Enfield’s STR Holdings said its fourth-quarter loss increased more than three-fold, largely due to its income tax bill.
The solar-encapsulant maker booked a net loss of $13.4 million, or $1.38 per diluted share, up from a net loss of $3.7 million, or 26 cents, in the fourth quarter of 2013.
The loss came despite an increase in net sales, which grew over the year from $6.7 million to $9.2 million — the result of gaining more Chinese customers, STR said.
For the full year, STR lost $23.6 million, or $2.16 per diluted share, compared to a 2013 loss of $18.3 million, or $1.32.
The recent quarter included a nearly $7 million income tax charge, compared to a $3 million tax benefit in the final quarter of 2013.
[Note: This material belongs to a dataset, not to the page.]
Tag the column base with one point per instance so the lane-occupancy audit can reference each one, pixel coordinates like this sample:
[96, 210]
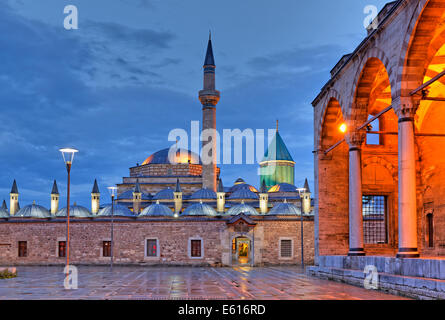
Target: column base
[407, 253]
[355, 252]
STR said it has signed a supply agreement with an affiliate of Zhenfa New Energy, which acquired a majority stake in STR in December for $21.7 million. Under the agreement, STR will sell 500 megawatts worth of encapsulants annually to Zhangjiagang Huhui Segpv Co. Ltd. Orders are expected to begin in the second quarter.
Zhenfa acquired a majority stake in STR in December for $21.7 million.
STR is now manufacturing its products in Zhenfa’s factory in the eastern Chinese city of Suzhou. The factory became fully operational in November, giving STR a total of 2.2 gigawatts of production capacity in China.